Enhancing religious studies careers and making them easier to reach
The program represents an exception to North Central’s existing policy against transferring religion or theology coursework that involves beliefs taught by a church. Faculty and administrators at the College agreed that the benefits to both institutions as well as North Central’s rich history with the United Methodist Church made the partnership worth pursuing.
“It's a perfect combination of the approach that our religious studies program takes, which is non-doctrinal and interpretive, and a denominational approach that some of our students crave,” said Stephen Maynard Caliendo, dean of the College of Arts and Sciences and professor of political science. “The faculty and staff at Garrett-Evangelical are excited about this partnership because they know how well North Central students are prepared for their graduate programs and they appreciate having more of them in their graduate courses.”
The partnership is a way for students to prepare for advanced degree programs as well as careers in ministry, service and social engagement.
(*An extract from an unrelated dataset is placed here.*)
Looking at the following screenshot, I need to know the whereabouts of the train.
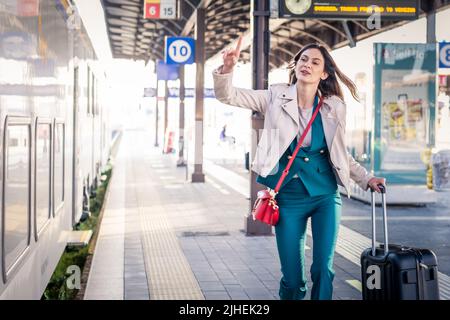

It also serves as a “study away” opportunity, as North Central students will get a feel for a different kind of campus by visiting GETS for on-site classes.
“We designed this program with our eyes toward students who eventually want to have a professional life in the Methodist tradition, but even students who are contemplating another path in a faith profession will benefit from taking classes at Garrett-Evangelical,” Caliendo said. “It's a world-class institution with a global student body and access to resources that we do not have at North Central.”
Another benefit to students is deferring some graduate school tuition by acquiring credits during their undergraduate years. “We very much had the cost of higher education in mind when we developed this program,” said Caliendo.